Saturday, November 14, 2009

I don't have a dad. I know it sounds weird but it feels weird to walk around and know that you no longer have a dad. I have always had 2 parents, even if they were not always around. Now I have one. It is a strange feeling. My Dad was an incredibly flawed man in some ways, and perfect in others. He made me feel adored sometimes, and ignored sometimes. I always knew he loved me though, in his way. He was very good to me when he was able to be, very generous and giving. For the past 3 months, he was very ill and nobody knew. It hurts to know that I was not able to be there for him while he was feeling so bad. But I expect it is the way he wanted it since he did not tell anyone. My dad was bigger than life in my eyes. When I was only ten, he went to prison for the 2nd time. He was not released until I was in high school. I remember the shock I felt when I realized he was not really all that tall. I had remembered him being very tall, and the most handsome man EVER. Nick Nolte has always been one of my favorite actors, I think because he reminds me so much of my dad. Ruggedly handsome. My daddy was handsome. And he could play a guitar!!! He loved music more than anything.
My dad was in prison again when he passed. So, no more prison walls for Daddy! He is now free forever. There are a lot of regrets. A whole lot of birthdays where I did not send a card. A whole host of Father's days where I could have showed him what he meant to me but didn't.
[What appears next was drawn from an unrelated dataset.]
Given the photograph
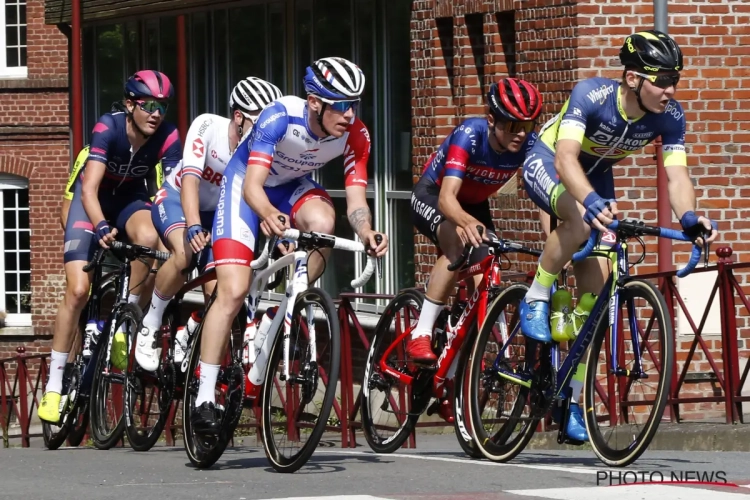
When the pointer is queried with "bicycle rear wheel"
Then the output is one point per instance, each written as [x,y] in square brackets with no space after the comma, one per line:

Do you know how hard it is to stand in a Hallmark store and read card after card of "....you were always there for me daddy..." or "......you've taught me so much..."; cards that just never said what I wanted them to say. I would always get so frustrated and just leave the store. Now, the words just don't seem as important. It was the expression of care that was important. What a slap in the face to my father each father's day that no card came. I am ashamed of that. I have managed to forgive myself. It is a comfort knowing my dad is in heaven and could now care less about wordly things. That really helps me. I have learned now that there are no more excuses, if you care about someone you show them. Period. And I have learned acceptance. Accepting people for who they are and not who I want them to be. Not withholding love when the behavior isn't acceptable. Just loving, loving because we are family and we only get one of those. One mother, one father, one set of siblings. And we didn't get to pick them. So love them no matter what. Accept them just as they are because one day they will be gone. And when someone is gone, the goofy little things that mattered so much before don't seem to matter anymore. Rest daddy. You have earned it. I love you.